Let $$u(x)=\frac{3}{2\pi}\sum_{n=1}^\infty 18^n\sin(\frac{2\pi x}{3(36)^n})$$ and put $a_n$ to be an even number in the interval $[u(x)-1,u(x)+1)$ when $n$ is even and an odd number when $n$ is odd.
Then we have \begin{align}|a_k-a_{k+1}|\leq|u(k)-u(k+1)|+2&\leq\frac{3}{2\pi}\sum_{n=1}^\infty 18^n\left|\sin(\frac{2\pi k}{3(36)^n})-\sin(\frac{2\pi(k+1)}{3(36)^n})\right|+2\\&<\frac{3}{2\pi}\sum_{n=1}^\infty18^n\frac{2\pi}{3}\frac1{36^n}+2=3\end{align}
Since $a_k-a_{k+1}$ is odd, we see that $|a_k-a_{k+1}|=1$
Now let $k_1, k_2,\ldots,k_{54}$ be an arithmetic sequence with common difference $d>0$. Define $m$ to be $36^{m-1}\le d<36^{m}$ and $h\le18$ as the smallest integer that $36^m/2\le hd\le 36^m$. Then $\frac{2\pi k_{19}}{3(36)^m},\frac{2\pi k_{20}}{3(36)^m},\ldots,\frac{2\pi k_{36}}{3(36)^m}$ is an arithmetic sequence with common difference at least $\pi/54$ but less than $2\pi/3$. So one of $\frac{2\pi k_{19}}{3(36)^m},\frac{2\pi k_{20}}{3(36)^m},\ldots,\frac{2\pi k_{36}}{3(36)^m}$ must be in the interval $[\pi/6,5\pi/6]$ or $[7\pi/6,11\pi/6]$ in $\pmod{2\pi}$. Let $\frac{2\pi k_i}{3(36)^m}$ be one of it.
We now show that $a_{k_i-h},a_{k_i},a_{k_i+h}$ is not an arithmetic sequence.
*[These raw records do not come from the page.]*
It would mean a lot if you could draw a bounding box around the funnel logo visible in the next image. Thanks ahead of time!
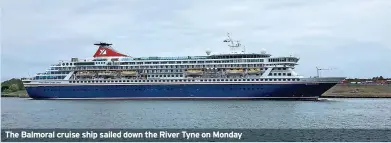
[99,49,106,55]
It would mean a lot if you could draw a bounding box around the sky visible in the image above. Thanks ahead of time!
[0,0,391,81]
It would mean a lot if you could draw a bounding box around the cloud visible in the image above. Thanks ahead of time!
[1,0,391,80]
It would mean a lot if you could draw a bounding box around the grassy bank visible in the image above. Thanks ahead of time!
[322,84,391,98]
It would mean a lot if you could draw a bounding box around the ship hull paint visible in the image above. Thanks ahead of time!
[26,83,336,99]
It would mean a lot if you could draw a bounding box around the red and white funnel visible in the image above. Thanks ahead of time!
[94,43,128,58]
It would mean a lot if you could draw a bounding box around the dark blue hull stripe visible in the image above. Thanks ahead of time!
[26,83,336,99]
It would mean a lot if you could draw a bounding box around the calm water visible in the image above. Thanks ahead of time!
[1,98,391,129]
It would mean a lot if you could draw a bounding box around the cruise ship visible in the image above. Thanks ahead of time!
[22,34,345,99]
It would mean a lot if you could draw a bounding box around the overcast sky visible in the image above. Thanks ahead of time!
[1,0,391,81]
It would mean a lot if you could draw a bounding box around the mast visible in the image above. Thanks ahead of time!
[224,33,245,54]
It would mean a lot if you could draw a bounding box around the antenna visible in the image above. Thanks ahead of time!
[206,50,212,56]
[224,33,245,53]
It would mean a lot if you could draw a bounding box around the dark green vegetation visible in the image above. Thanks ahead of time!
[1,78,28,97]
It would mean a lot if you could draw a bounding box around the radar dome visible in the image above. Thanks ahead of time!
[261,48,266,54]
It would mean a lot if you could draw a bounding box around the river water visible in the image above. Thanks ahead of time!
[1,98,391,129]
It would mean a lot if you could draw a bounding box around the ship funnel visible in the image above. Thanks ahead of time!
[94,42,128,58]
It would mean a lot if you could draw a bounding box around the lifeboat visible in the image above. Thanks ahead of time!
[186,69,203,75]
[76,71,96,77]
[226,69,244,75]
[247,69,261,74]
[121,71,137,76]
[98,71,116,76]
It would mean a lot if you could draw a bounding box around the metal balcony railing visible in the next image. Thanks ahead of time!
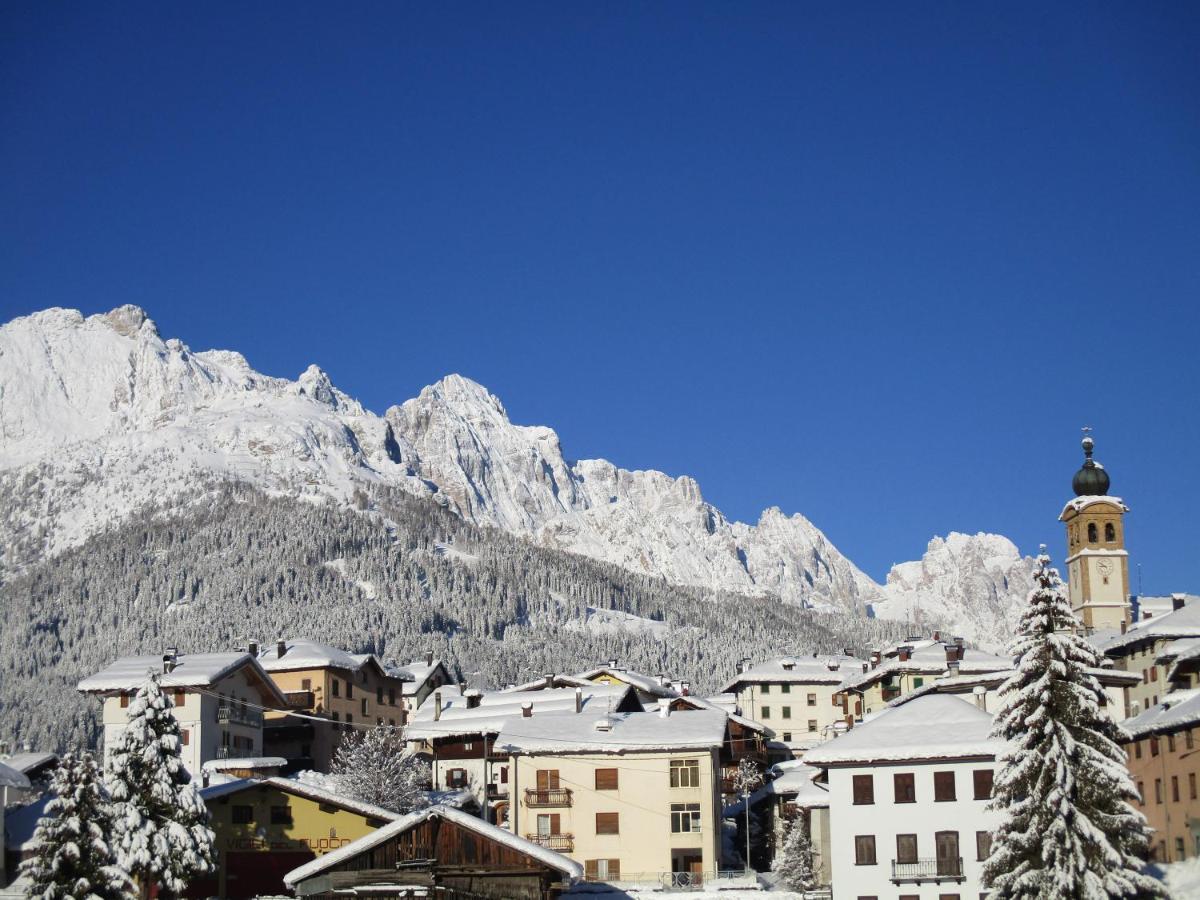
[217,706,263,728]
[892,857,965,883]
[526,834,575,853]
[526,787,571,806]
Let $K=2\pi k_i/3$, $D=2\pi hd/3$. First we have $$\sin\frac{D}{2(36)^m},\left|\sin\frac{K}{36^m}\right|\geq\sin\frac\pi6$$
Now
\begin{align}
&|a_{k_i-h}-2a_{k_i}+a_{k_i+h}|\\&\ge |u(k_i-h)-2u(k_i)+u(k_i+h)|-4\\&\ge\frac{3(18)^m}{2\pi}\left|\sin\frac{K-D}{36^m}-2\sin \frac{K}{36^m}+\sin\frac{K+D}{36^m}\right|-\sum_{n=1}^{m-1}\frac{3(18)^n}{2\pi}\left|\sin\frac{K-D}{36^n}-2\sin\frac{K}{36^n}+\sin\frac{K+D}{36^n}\right|-\sum_{n=m+1}^\infty\frac{3(18)^n}{2\pi} \left|\sin\frac{K-D}{36^n}-2\sin\frac{K}{36^n}+\sin\frac{K+D}{36^n}\right|-4\\&\geq \frac{3(18)^m}{2\pi}4\sin^2\frac{D}{2(36)^m}\left|\sin\frac{K}{36^m}\right|-\sum_{n=1}^{m-1}\frac{3(18)^n}{2\pi}4-\sum_{n=m+1}^\infty \frac{3(18)^n}{2\pi} 4\sin^2\frac{D}{2(36)^n}\left|\sin\frac{K}{36^n}\right|-4\\&\geq\frac{3(18)^m}{2\pi}4\sin^2\frac\pi6\sin\frac\pi6-\frac{3}{2\pi}\frac{4(18)^m}{17}-\sum_{n=m+1}^\infty \frac{3(18)^n}{2\pi}4\left(\frac{36^m}{2(36)^n}\right)^2-4\\&=\frac{3(18)^m}{2\pi}\left(\frac12-\frac4{17}-\frac1{71}\right)-4
\end{align}
So if $m\ge2$, $$|a_{k_i-h}-2a_{k_i}+a_{k_i+h}|\geq\frac{3(18)^2}{2\pi}\left(\frac12-\frac4{17}-\frac1{71}\right)-4>0$$
If $m=1$, we can actually have $$|a_{k_i-h}-2a_{k_i}+a_{k_i+h}|\geq\frac{3(18)^1}{2\pi}\left(\frac12-\frac1{71}\right)-4>0$$ as the term $$\sum_{n=1}^{m-1}\frac{3(18)^n}{2\pi}\left|\sin\frac{K-D}{36^n}-2\sin\frac{K}{36^n}+\sin\frac{K+D}{36^n}\right|$$ doesn't occur.
Therefore we always have $a_{k_i-h}-2a_{k_i}+a_{k_i+h}\ne0$ which proves the assertion.
Remark
The argument can be improved a bit more to prove for $36$ using the same equation. As shown in the argument, it is easy to prove for arithmetic sequences whose common difference is large(compare the cases $m=1$ and $m=2$). This post will be updated soon with some more tweaks attached to it.